Cento 49

Sono stata invitata ad una morte improvvisa, non al corteo
funebre e fune, ma proprio alla morte. Mi hanno messa
in panchina, uno scanno era di tradizione, il nero un richiamo
scontato per la caccia alle lacrime. Invece era tutto varipinto,
se la morte è improvvisa non serve neanche una dose di
allestimento. Mi sono seduta, ho accorciato i pensieri,
una sartoria del linguaggio è stato quel giorno, sfilava solo
il silenzio. C'erano tanti invitati, ognuno al suo posto:
il mare, la Costa,  i bracci di una vite che pareva una gru.
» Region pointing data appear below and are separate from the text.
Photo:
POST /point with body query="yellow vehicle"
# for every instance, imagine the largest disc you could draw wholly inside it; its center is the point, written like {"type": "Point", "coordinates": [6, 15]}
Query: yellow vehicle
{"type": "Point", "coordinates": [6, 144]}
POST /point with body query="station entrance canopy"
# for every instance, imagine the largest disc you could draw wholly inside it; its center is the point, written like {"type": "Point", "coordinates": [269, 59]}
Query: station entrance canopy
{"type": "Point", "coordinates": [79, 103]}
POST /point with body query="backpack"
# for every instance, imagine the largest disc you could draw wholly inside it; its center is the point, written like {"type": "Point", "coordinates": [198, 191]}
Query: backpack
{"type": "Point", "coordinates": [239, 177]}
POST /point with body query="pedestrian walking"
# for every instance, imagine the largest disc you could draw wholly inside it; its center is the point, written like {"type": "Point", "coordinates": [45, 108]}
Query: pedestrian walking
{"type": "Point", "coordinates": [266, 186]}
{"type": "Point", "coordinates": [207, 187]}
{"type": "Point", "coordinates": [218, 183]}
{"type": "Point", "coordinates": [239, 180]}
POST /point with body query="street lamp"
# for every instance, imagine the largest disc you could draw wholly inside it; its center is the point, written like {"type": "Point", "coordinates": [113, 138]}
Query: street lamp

Tutti presenti, l'appello è durato un secondo. Una bella
cerimonia è la morte improvvisa di me, avvenuta che
avevo appena steso al mondo le gambe, ma si sa,
esistono eventi che ci mangiano in fretta.  Mi hanno
invitata forse per dirmi come sono davvero, stesa o
all'in piedi non fa differenza, che sto sotto il cielo
curvata come mi pesasse ogni volta, e mi tengo
in bilico per non addormentarmi.  Tu sai
distinguere un ulivo da un leccio, forse anche da un
pioppo, io so solo il verde, tu hai le mani d'artista
e gli occhi di un bambino che non ha ancora
fermato il suo triciclo: io sono creatura di veglia,
di feretro e luna. Ma se potessi amarti un giorno
ed un altro, credo metterei le ossa per sempre
al riparo dalla falce che ancora le annusa.